Etappe 1: Sarria → Portomarín

Die Pilgertaufe. Vom Team der Señarís Burger Bar.

Karte der Route von Sarria nach Portomarín mit Sehenswürdigkeiten
22 km

Distanz

5-6 Std.

Geschätzte Zeit

Mittel

Schwierigkeit

~300m

Anstieg

~400m

Abstieg

Tageszusammenfassung: Jetzt geht's zur Sache!

Willkommen zu deinem ersten richtigen Tag! Heute lässt du die Vorbereitungen hinter dir und tauchst voll in die Magie des Weges ein. Die Route von Sarria führt dich durch das authentischste Galicien: eine sanfte Landschaft aus grünen Hügeln, üppigen Wäldern und kleinen Steindörfern, die wie aus der Zeit gefallen wirken. Nach dem, was uns die Pilger erzählen, die hier für ihr letztes Sandwich anhalten, ist dies eine der beliebtesten Etappen. Sie ist relativ einfach und die Landschaften, besonders wenn man den Fluss Miño in der Ferne zu sehen beginnt, werden dir in Erinnerung bleiben.

Sehenswürdigkeiten (und ein ehrliches Geständnis)

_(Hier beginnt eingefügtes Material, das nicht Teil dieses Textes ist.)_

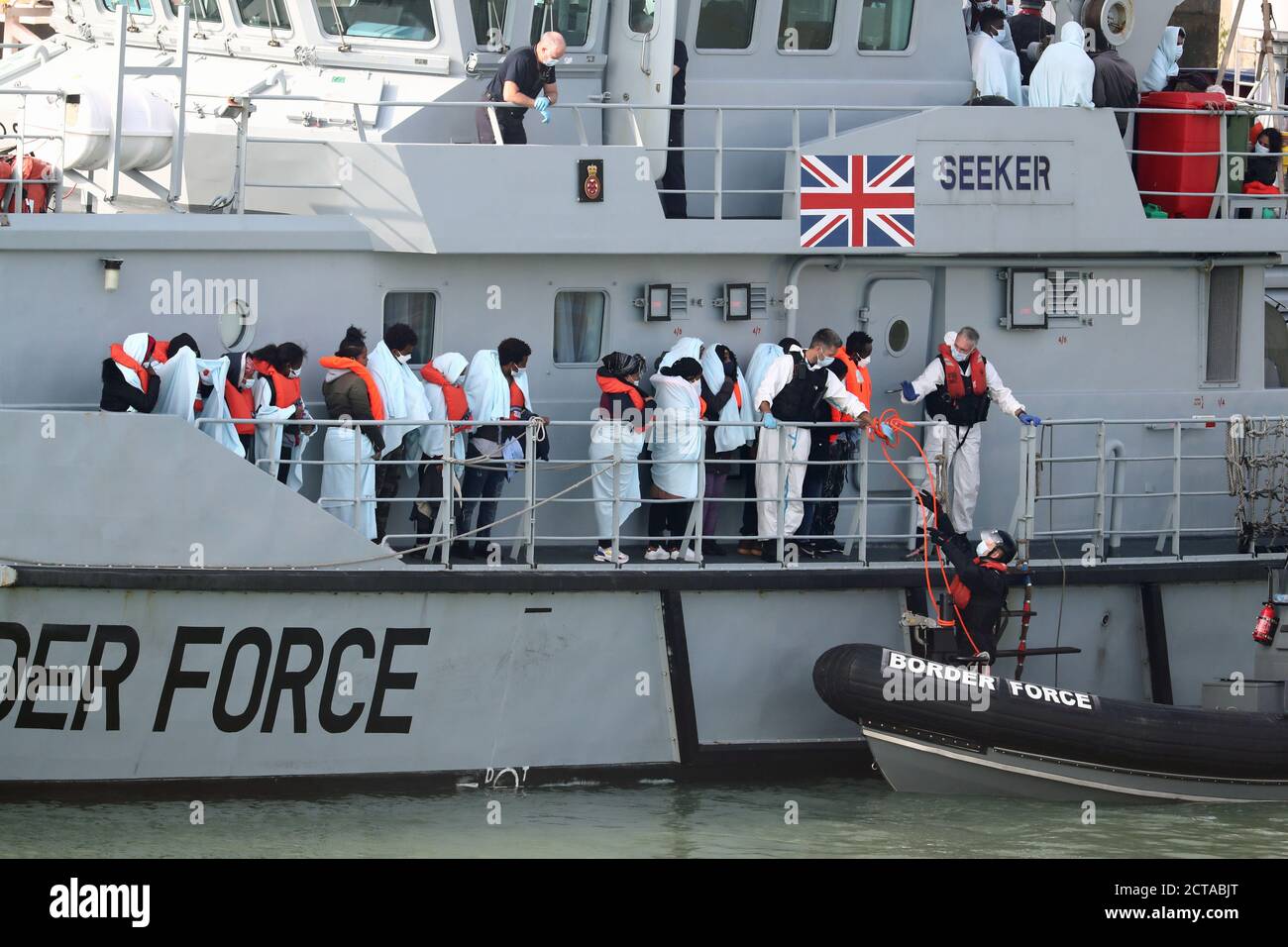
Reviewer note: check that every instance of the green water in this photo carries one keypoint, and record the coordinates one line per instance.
(648, 818)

Hier kommt unser Geständnis: Es ist schon viele Jahre her, dass wir den Weg selbst gegangen sind (wir müssen ja die Hypothek für die Bar abbezahlen, hahaha!). Deshalb werden wir dir hier nicht unzählige Fotos von jeder Kirche und jeder Brücke zeigen. Erstens, weil wir nicht verklagt werden wollen, weil wir fremde Fotos verwenden und unser Laden dichtgemacht wird. Und zweitens, weil wir finden, dass es viel aufregender ist, wenn du sie mit eigenen Augen entdeckst. Aber wir verraten dir, was du auf keinen Fall verpassen solltest. Schreib mit!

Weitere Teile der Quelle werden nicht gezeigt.